This is my question:
Does there exist a linear transformation $T:\mathbb R^2\to \mathbb R^3$ such that $$T([1,0]) = [1,2,3] , T([0,1]) = [-1,2,1], \text{ and }T([5,1]) = [4,12,2] ?$$
How do I set up an augmented matrix for this? I tried doing it without setting up an augmented matrix (and then solving it using Gaussian elimination), and got
\begin{pmatrix} 1 &-1 \\ 2 & 2 \\ 3& 1\end{pmatrix}
as my answer. But that doesn't seem right because the last $T([5,1])$ doesn't give me $[4,12,2]$.
Edit: turns out my transformation matrix does gave me [4,12,2], so I know my answer is right, but is there any other way to solve this by gaussian elimination (when there's more complicated inputs unlike [1,0] or [0,1])?
No, your transformation matrix does not give $[4,12,2]$ for $T([5,1])$. You were correct the first time.
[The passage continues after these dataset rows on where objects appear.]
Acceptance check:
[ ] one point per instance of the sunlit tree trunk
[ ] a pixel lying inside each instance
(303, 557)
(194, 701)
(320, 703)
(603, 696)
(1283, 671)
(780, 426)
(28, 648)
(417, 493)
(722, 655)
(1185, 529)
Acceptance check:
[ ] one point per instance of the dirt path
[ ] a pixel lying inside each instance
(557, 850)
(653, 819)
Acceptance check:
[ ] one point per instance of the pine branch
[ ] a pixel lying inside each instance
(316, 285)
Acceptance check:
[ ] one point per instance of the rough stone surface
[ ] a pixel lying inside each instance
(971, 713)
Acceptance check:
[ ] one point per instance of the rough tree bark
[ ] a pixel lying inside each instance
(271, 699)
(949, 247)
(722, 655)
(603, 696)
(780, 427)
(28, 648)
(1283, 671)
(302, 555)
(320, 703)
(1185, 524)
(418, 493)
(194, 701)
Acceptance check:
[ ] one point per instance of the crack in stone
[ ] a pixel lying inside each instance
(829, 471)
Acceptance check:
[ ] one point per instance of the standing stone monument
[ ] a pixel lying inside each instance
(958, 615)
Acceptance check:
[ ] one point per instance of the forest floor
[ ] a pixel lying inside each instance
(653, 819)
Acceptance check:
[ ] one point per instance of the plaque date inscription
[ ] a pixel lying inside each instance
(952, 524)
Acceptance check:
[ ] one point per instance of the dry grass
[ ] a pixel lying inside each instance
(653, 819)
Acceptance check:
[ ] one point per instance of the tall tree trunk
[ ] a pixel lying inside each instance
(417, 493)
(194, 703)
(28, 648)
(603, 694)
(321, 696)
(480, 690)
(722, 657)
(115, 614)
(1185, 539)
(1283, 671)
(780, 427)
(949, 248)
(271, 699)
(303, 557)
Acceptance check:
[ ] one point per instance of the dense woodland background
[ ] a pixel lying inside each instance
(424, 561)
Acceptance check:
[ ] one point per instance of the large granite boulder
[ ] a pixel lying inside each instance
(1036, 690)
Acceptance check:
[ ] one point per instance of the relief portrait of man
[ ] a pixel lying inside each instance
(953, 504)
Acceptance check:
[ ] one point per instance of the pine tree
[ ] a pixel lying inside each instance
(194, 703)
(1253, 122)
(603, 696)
You’re making some error in the matrix multiplication. At any rate, the product of this matrix with $[5,1]$ is just a repackaging of $$T([5,1]) = 5 T([1,0])+T([0,1]) = 5[1,2,3]+[-1,2,1] = [4,12,16],$$ which is what you probably got the first time. Indeed, it’s clear from the given conditions that there is no such linear transformation since linearity is violated by them. I expect that this was the point of the exercise—to get you to check this before doing any other work. It’s a simple sanity check that you should do whenever you’re faced with a problem of this type.
Now, you could could certainly set up a matrix with unknown entries and use the three given conditions to generate a system of linear equations in these unknowns, but you would quickly find that the system is inconsistent. However, the transformation matrix can be written down directly from the given conditions. Recall that the columns of a transformation matrix are the images of the basis vectors, which you’ve been given. Therefore, the only possiblity for the matrix of $T$ is $$\begin{bmatrix}1&-1\\2&2\\3&1\end{bmatrix},$$ but, as you correctly determined the first time, this gives the wrong result for $[5,1]$, so once again the correct conclusion is that there is no such linear transformation.